At least 35 statehouses had anti-outsourcing legislation in the hopper this year, but only one state succeeded in enacting a law to curb the practice. Tennessee Gov. Phil Bredesen (D) signed a measure (SB 2344) allowing state agencies to give preference to companies using domestic workers for call centers or IT work.

Here’s a sampling of what other states did on outsourcing:

  • Arizona, Kansas, Missouri, North Carolina, Oregon and Wisconsin plan to bring back call-center work that had been overseas.  In Arizona, an order from the state’s top procurement official says that all state procurement contracts must include a clause that explicitly states “all services under this contract shall be performed within the borders of the United States. This provision applies to work performed by subcontractors at all tiers.” 
  • The statehouses in Massachusetts and Maryland both passed anti-outsourcing legislation, but Govs. Mitt Romney and Gov. Robert Ehrlich, both Republicans, vetoed them. The governors said the measures would hurt taxpayers and make their states less business-friendly. 
  • Michigan Gov. Jennifer M. Granholm (D) signed an executive order that gives preference to Michigan-based job providers in the state government contracting process and requires the state to consider whether a bidder outsources abroad. 
  • Minnesota Gov Tim Pawlenty (R) and Missouri Gov. Bob Holden (D) issued executive orders requiring contractors to disclose where they plan to perform the work.

 Concerned about offshoring of jobs, several governors also are telling U.S. trade negotiators to keep state procurement rules out of global trade pacts. Governors in seven states — Iowa, Kansas, Maine, Minnesota, Missouri, Oregon and Pennsylvania — have told the Bush administration they don’t want their states’ purchasing laws and preferences to be restricted by a new trade pact signed by the Bush administration that would make it easier for U.S. companies to trade with their counterparts in Central America. The Senate has yet to endorse the treaty.

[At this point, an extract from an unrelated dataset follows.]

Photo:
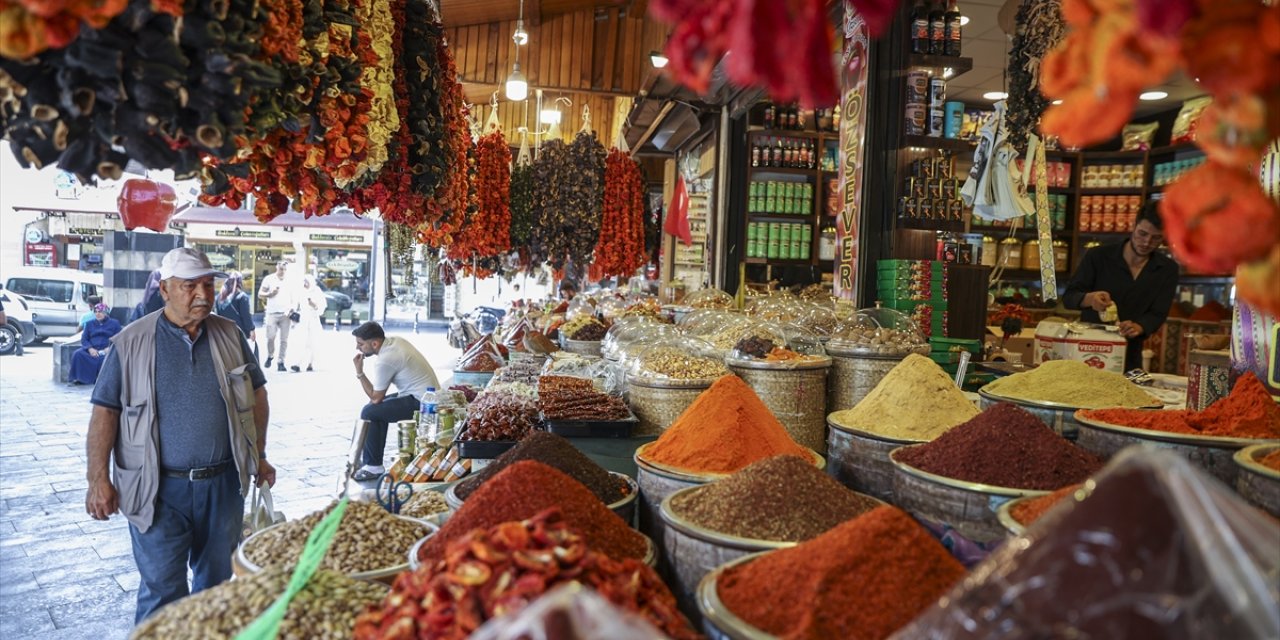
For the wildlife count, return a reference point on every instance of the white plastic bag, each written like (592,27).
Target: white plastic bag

In the bid for the White House, Democratic presidential candidate John Kerry concedes that offshoring is inevitable but he promises, if elected, to abolish current tax rules that reward U.S. companies that move jobs overseas. President Bush is an ardent supporter of global trade and stresses that expanding markets for American products and services around the world helps to create U.S. jobs.

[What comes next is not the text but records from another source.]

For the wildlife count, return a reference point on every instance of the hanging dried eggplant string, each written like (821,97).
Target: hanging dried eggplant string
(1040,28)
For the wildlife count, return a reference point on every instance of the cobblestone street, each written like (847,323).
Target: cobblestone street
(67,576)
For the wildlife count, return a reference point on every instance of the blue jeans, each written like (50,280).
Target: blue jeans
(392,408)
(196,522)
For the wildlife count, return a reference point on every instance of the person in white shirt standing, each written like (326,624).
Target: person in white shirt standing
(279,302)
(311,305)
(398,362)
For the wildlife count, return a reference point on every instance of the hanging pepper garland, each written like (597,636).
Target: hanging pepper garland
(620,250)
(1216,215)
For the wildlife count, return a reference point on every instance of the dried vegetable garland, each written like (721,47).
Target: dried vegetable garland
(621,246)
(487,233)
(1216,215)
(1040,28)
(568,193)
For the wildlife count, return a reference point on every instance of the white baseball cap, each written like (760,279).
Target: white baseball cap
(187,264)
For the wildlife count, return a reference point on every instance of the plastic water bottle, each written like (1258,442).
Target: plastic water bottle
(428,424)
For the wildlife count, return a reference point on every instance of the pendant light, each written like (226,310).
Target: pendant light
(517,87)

Justin Marks, who tracks the issue for the National Conference of State Legislatures, said that only a minimal numbers of state jobs are lost to outsourcing and that anti-outsourcing policies are just a small part of a state’s overall strategy to create and keep jobs. Click here for NCSL’s list of 2004 anti-outsourcing legislation.

The political firestorm over outsourcing overshadows other things states do to jumpstart their economies, Marks said. “Talking about a one-stop’ program where people can come in and access all kind of government services, such as help with their resume, is not quite as interesting. … It’s not as sexy” as talking about outsourcing, he said.